Todo esto hace pensar que la juventud está dispuesta, en lugares muy puntuales, y con argumentos entendibles, a que se produzca algo así como una “primavera africana”, no ya en las costas del Mediterráneo, como sucedió con la Primavera Arabe, que comenzó en Túnez con la autoinmolación de Mohamed Bouazizi, cuando las cosas eran en Túnez parecidas a las de ahora en otras partes. 

En Kenia, a finales de junio de este año, una protesta contra el aumento de impuestos irrumpió en el parlamento en Nairobi, puso en fuga a los diputados, se apropió del martillo ceremonial que regulaba las discusiones y le prendió fuego al edificio. En Uganda, en julio, los jóvenes salieron a las calles de Kampala, a pesar de la prohibición del gobierno, para denunciar la corrupción y reclamar la destitución de funcionarios involucrados en ella. Poco después, en Nigeria, el país con la economía más grande del continente, la gente acosada por el costo de vida protestó durante diez días en contra del mal gobierno, a pesar de las extremas medidas adoptadas para impedirlo. 

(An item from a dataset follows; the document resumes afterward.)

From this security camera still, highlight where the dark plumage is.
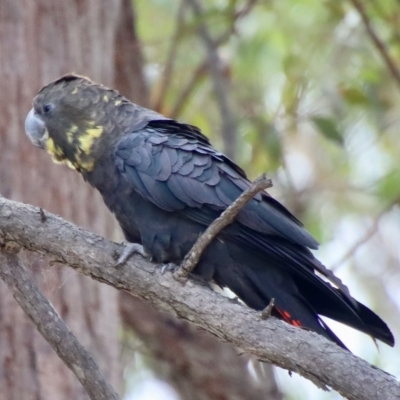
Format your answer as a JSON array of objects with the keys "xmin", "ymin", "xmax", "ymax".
[{"xmin": 26, "ymin": 75, "xmax": 394, "ymax": 347}]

Como en tantas partes del mundo, los ciudadanos en esos países de África no se sienten bien representados ni bien gobernados. No importa que haya elecciones, pues en el fondo no hay verdaderas alternativas. La clase política se profesionaliza y se arraiga en diferentes instancias del Estado, de manera que, a pesar de sus diferencias, mantiene el monopolio del poder. La gente de pronto se ilusiona con ellos, pero cada vez les cree menos. Y el desencanto que se suma a la incredulidad se ve acrecentado no solo con la corrupción sino con el costo de vida para los sectores populares, mientras gobernantes y políticos se dan delante de todo mundo una vida de millonarios por cuenta del erario. En Kenia, por ejemplo, los políticos son extremadamente bien pagos y tienen acceso a numerosos privilegios. En Nigeria se anunció que el presidente piensa comprar un nuevo avión de 13 millones de dólares. Así, en un continente que tiene 54 países, crece el espectáculo de la diferencia creciente en el seno de sociedades en las que las mayorías están condenadas apenas a sobrevivir. 

Observadores experimentados advierten un clima de inconformidad que va más allá de Nigeria, Uganda y Kenia y ya se manifestó en Argelia, Burkina Faso, Sudán, Angola, Benín y Burundi. No se trata de la oleada golpista que también se ha dado, que puede ser simplemente más de lo mismo. Es más bien la furia de la gente que, aquí y allí, se inspira mutuamente a reclamar por unas condiciones de vida dignas en lugar de la aceleración de las diferencias sociales.  Es el reclamo de nuevas generaciones que, como en Bangladesh, no le hallan mayor gracia a que les refrieguen las hazañas de los creadores de esos nuevos Estados. Es la caducidad de generaciones que ya tuvieron su turno y ahora se lo deben ceder a otras.